The National Organizations for Youth Safety (NOYS) believes there is strength in numbers. Kars4Kids agrees. Which is why we’ve given this coalition of organizations and government agencies that serve to keep our youth safe, a small grant.
NOYS is heavily focused on traffic safety, but also works on youth safety issues such as substance abuse, injury, and violence prevention. By serving as a wide umbrella for groups that are all in it for the sake of our children, NOYS makes teamwork possible: makes it possible to partner up and share resources to advance a common goal: youth safety.
Kars4Kids spoke to NOYS CEO April Rai, to find out more about this good work:
Kars4Kids: How many organizations and agencies are part of the NOYS coalition? How many partners did you have back in 2005, when you expanded your mission to include broader youth safety issues?
April Rai: Back in 2005 NOYS was proud to have 40 member organizations and agencies as part of the coalition. Now, in 2018, NOYS has grown to just over 100 organizations, agencies and safety practitioners representing a truly diverse group of champions in the fields of injury, violence and substance abuse prevention.

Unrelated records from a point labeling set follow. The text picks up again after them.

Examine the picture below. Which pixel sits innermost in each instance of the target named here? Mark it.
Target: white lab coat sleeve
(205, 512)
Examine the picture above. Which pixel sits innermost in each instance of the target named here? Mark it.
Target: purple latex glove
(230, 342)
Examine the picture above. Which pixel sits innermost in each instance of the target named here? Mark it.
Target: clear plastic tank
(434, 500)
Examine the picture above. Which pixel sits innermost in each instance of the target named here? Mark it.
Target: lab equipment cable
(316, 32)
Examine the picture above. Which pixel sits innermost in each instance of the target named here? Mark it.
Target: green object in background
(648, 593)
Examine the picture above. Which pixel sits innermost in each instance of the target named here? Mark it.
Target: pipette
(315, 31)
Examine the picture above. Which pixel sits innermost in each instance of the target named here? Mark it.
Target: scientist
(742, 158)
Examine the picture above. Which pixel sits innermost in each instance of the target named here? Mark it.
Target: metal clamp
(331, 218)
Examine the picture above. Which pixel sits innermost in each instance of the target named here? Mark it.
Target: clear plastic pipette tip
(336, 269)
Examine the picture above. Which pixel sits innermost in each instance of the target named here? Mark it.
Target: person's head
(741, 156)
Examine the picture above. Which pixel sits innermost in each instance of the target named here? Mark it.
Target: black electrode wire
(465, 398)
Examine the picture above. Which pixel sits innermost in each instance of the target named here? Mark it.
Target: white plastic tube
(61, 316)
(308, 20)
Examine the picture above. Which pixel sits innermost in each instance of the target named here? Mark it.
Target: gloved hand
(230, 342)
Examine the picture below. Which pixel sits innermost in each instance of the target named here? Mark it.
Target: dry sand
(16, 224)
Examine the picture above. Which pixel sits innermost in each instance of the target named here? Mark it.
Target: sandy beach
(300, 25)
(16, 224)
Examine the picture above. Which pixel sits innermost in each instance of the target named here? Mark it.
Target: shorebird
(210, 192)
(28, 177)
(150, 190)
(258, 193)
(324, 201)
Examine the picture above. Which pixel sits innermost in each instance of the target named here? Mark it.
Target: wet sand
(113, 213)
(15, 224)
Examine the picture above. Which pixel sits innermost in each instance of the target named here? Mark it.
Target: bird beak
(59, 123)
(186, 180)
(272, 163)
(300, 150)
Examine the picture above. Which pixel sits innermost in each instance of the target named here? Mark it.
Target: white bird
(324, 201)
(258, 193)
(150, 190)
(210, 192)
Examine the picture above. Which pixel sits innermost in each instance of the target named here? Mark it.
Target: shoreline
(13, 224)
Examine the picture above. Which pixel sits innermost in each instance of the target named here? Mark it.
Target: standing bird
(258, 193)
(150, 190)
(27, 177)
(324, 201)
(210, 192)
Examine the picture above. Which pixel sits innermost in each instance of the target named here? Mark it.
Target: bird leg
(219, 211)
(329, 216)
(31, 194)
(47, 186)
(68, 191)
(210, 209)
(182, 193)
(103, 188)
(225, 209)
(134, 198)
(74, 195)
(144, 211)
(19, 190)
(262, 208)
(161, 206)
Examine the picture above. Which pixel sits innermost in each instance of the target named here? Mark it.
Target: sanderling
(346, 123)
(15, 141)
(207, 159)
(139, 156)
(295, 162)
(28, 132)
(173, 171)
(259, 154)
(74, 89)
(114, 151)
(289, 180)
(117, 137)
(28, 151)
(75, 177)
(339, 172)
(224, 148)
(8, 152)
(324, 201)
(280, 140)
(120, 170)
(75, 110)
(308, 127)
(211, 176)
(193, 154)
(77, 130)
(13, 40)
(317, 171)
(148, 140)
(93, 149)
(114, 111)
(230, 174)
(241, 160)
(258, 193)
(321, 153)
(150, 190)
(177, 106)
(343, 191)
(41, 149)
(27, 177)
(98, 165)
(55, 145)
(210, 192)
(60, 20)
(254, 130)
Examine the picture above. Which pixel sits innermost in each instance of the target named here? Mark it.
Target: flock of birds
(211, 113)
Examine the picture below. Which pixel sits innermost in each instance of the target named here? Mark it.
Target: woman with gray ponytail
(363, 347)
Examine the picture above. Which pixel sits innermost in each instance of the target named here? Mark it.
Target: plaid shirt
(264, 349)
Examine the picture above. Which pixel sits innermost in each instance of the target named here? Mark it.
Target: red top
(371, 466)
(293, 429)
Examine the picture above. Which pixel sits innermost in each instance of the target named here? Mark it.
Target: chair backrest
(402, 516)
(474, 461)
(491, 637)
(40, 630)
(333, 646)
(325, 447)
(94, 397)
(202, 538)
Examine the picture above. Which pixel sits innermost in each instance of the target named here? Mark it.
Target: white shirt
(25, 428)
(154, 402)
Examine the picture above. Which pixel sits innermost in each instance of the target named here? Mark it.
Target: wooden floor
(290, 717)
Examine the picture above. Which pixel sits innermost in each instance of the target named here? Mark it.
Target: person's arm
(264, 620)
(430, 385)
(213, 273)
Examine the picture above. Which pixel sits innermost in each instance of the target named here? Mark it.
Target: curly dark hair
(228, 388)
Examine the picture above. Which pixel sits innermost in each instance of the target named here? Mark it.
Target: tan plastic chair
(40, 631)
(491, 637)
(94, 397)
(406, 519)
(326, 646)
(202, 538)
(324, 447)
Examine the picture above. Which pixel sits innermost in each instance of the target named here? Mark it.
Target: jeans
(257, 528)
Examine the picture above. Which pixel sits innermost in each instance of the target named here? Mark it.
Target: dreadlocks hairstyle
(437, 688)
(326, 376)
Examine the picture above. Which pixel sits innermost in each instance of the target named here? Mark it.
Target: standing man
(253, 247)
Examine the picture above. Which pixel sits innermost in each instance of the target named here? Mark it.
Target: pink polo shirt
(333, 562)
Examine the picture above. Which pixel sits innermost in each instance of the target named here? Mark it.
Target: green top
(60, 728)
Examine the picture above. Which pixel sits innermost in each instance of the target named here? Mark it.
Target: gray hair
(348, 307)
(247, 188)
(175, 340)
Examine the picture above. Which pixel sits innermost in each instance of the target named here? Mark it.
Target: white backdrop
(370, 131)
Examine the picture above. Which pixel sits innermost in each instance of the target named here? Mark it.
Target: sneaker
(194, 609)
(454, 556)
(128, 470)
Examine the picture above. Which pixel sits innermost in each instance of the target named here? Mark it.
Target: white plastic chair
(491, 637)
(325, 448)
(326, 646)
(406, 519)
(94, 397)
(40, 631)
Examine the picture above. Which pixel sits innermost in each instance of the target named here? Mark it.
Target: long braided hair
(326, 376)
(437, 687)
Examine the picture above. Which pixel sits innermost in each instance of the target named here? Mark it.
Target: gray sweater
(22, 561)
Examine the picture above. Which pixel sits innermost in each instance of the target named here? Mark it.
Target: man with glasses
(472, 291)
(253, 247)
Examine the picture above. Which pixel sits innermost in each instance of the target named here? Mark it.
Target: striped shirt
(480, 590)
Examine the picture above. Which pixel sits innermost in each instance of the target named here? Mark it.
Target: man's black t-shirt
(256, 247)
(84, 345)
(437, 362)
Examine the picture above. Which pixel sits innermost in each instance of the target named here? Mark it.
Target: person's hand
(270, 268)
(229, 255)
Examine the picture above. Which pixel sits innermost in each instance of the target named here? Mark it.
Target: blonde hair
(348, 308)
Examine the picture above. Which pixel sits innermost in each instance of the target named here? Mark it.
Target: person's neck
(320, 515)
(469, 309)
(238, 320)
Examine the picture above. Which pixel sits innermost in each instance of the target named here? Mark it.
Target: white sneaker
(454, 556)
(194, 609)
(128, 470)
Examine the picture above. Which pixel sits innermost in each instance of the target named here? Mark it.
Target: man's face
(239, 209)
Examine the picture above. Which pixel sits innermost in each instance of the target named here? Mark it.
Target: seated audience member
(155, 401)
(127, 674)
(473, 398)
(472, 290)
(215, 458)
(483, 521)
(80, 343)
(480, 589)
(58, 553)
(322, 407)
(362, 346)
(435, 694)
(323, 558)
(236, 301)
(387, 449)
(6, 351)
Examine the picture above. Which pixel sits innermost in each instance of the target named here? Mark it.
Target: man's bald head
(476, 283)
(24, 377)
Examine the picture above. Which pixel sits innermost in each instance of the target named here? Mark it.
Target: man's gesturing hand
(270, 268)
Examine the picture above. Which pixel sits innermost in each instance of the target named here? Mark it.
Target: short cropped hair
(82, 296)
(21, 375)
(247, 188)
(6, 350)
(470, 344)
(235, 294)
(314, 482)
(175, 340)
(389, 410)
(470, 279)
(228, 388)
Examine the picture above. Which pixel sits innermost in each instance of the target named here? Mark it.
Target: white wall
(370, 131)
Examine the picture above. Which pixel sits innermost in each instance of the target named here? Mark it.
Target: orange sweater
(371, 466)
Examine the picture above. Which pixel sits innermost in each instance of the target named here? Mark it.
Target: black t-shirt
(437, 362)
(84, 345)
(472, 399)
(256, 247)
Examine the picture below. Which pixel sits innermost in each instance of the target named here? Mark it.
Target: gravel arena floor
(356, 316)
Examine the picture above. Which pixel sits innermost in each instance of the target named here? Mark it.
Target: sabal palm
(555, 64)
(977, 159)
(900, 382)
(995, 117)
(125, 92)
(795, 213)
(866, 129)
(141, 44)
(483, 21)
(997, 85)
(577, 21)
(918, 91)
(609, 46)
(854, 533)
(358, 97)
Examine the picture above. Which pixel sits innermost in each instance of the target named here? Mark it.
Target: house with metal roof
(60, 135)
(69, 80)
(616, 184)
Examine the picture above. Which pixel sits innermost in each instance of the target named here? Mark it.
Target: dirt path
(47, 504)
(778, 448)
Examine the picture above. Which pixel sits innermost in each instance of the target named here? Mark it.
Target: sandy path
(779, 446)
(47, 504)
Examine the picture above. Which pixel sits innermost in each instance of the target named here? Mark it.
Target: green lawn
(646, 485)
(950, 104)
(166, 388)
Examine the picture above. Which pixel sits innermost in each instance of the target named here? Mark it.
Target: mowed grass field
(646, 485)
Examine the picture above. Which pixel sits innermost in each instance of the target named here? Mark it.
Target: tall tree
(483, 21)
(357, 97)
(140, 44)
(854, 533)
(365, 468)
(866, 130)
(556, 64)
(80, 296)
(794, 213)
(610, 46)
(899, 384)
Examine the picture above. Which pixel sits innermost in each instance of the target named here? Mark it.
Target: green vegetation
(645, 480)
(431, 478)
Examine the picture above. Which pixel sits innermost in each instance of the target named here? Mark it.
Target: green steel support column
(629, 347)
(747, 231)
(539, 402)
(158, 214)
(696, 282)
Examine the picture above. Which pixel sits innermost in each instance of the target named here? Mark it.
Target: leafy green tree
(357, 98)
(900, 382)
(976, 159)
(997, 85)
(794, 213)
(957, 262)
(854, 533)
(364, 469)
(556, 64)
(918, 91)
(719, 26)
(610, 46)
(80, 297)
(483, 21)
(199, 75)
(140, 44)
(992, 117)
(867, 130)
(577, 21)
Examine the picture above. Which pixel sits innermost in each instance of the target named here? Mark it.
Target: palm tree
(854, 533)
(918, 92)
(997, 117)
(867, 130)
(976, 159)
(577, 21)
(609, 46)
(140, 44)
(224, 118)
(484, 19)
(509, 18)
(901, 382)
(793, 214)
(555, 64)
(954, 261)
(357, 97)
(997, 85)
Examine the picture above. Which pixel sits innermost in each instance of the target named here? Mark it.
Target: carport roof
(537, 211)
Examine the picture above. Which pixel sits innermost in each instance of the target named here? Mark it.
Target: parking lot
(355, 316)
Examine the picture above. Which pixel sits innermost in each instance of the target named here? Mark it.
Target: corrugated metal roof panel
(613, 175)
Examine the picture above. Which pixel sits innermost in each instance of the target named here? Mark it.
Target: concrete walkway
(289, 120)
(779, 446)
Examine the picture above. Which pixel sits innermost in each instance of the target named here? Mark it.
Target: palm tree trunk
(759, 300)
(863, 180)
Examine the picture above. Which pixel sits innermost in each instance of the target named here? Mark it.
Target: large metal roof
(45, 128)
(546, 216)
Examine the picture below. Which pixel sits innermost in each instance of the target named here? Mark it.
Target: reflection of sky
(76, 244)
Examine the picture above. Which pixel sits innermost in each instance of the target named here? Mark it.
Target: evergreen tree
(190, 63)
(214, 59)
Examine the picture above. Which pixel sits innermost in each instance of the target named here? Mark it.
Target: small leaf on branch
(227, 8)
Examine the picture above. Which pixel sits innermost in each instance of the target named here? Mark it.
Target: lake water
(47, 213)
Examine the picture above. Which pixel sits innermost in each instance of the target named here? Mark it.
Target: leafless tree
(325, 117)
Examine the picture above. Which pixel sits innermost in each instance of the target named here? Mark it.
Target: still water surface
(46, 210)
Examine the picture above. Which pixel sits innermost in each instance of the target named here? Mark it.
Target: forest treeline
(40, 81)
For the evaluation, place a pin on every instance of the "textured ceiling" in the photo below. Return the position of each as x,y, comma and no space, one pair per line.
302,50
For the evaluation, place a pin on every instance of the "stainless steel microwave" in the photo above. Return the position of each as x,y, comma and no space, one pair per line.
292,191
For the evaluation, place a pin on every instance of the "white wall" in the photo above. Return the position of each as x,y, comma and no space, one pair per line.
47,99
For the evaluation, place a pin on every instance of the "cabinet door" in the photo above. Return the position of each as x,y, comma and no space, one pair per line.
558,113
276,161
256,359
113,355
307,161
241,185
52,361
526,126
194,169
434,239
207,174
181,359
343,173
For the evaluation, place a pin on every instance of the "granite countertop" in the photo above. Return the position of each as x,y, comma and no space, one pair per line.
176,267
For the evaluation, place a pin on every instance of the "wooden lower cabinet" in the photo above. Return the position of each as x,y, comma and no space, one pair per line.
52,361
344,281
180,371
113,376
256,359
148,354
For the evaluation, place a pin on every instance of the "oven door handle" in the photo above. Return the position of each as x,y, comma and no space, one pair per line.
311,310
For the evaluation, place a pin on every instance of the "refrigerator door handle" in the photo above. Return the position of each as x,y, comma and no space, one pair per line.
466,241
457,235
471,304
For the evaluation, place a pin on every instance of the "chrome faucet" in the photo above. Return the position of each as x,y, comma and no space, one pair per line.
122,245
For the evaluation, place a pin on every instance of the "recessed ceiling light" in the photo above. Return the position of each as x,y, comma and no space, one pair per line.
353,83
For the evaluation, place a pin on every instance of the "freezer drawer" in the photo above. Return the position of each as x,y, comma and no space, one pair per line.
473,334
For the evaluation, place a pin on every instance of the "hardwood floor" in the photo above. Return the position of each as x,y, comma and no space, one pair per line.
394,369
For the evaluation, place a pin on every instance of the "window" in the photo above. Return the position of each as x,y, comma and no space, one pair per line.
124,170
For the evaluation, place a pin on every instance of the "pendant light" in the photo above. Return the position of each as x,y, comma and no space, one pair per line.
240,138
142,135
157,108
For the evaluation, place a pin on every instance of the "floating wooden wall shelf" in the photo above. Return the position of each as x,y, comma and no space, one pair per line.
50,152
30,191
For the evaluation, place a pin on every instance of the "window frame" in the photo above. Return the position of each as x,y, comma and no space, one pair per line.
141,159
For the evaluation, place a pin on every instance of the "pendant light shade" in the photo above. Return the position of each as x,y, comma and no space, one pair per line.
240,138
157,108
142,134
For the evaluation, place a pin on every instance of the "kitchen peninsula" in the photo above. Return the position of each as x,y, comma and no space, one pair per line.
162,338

Kars4Kids: How many youths attended your last Youth Interactive Traffic Safety Lab? How many states were represented by the participants? Who pays to bring the children to the lab?
April Rai: In 2017, nearly 300 students participated in the lab from the mid-Atlantic area (Maryland, DC and Virginia). We also had student attendees from Arizona, Florida, Massachusetts, Minnesota, Ohio and Wisconsin representing winning school teams from the 2017 Seat Belts Save Challenge and 2017-2018 Youth Correspondents who organized a youth-led press conference with Mrs. Yumi Hogan, First Lady of the State of Maryland and Dr. Kris Poland, Deputy Director, NTSB Office of Highway Safety. The Lab is supported by generous sponsors! Last year, those sponsors included Cooper Tire & Rubber Company, Driving-tests.org, Giant Foods, Maryland Auto Insurance, The National Road Safety Foundation and UHAUL
Kars4Kids: What were the most popular lab activities? Can you describe them for us?
April Rai: Hands on activities are always engaging and the youth have so much fun while learning valuable principles! In 2017, NOYS member SmartDriveUSA, offered a defensive driving course where students maneuver a golf cart and tricycle with and without impairment goggles to reinforce the importance of driving with full functionality and focus. Our seat belt relay is a timed challenge were groups of 4 students work quickly to sit in 4 seats within a vehicle and buckle up. The fastest time wins a prize!
Students are reminded about the importance of wearing their seat belt at exhibiting stations were student team winners of that past years Seat Belt Saves Challenge share their story and the fabulous ways they rallied their community around this important cause. Maryland Auto Insurance and the Maryland Department of Transportation, Office of Highway Safety each brought along a distracted driving simulator that the youth always enjoy as well since it uses a gaming interface reinforce a person’s inability to multi task and drive safely.
Kars4Kids: Your Seat Belts Save Challenge is an amazing initiative. Are students made aware that there will be a second seat belt check, even if they don’t know when that will happen? Is it really enough to check seat belt usage 2 weeks after an education campaign? Wouldn’t the real test be to see an increase over the first seat belt usage check, say six months later, or a year?
April Rai: Thank you! The Seat Belts Save Challenge is such a special youth engagement program that has been an amazing tool to raise awareness by allowing teens to be part of the solution and take a leadership role by rallying their local community to belt up in every seat, every time. Two unannounced seat belt checks are conducted in school parking lots or surrounding areas. Only the student leaders and adult advisors are aware that a second check will occur and when. While two weeks in between checks may not be a long time, it is amazing how easy it is to fall back into bad habits!
During those two weeks, the students organize and execute a wide range of creative activities to communicate messages about the importance of buckling up. This is used to assess whether or not education, increased awareness, and incentives of some kind increase seat belt usage in the school communities.
Kars4Kids: What’s next for NOYS?
April Rai: We are extremely excited about a new project that we recently received federal grant funding for entitled Youth Safety U (YSU). YSU will be an online platform offering interactive, classroom-ready learning modules for high school students. All of the learning modules will be designed to put safety and risk-taking in the context of real life. Phase 1 of the development of YSU will focus exclusively on traffic safety. NOYS member organizations will have the opportunity to have their resources included on the platform to increase the reach of this valuable information directly to youth.
The four target markets were identified because of their high crash fatality rates for youth ages 16-20: Lexington, KY, Louisville, KY, Cincinnati, OH and Greenville, SC. In essence, these four markets represent two geographic regions: the triangle that connects Lexington and Louisville, KY with Cincinnati, OH, which saw collective 2015 crash fatality rates of over 50 youth ages 16-20; and the corridors connecting I-26, I-85, and I-385 around Greenville, SC, which saw more than two dozen fatalities in 2015 among youth ages 16-20. We are so excited to launch the platform by summer 2019.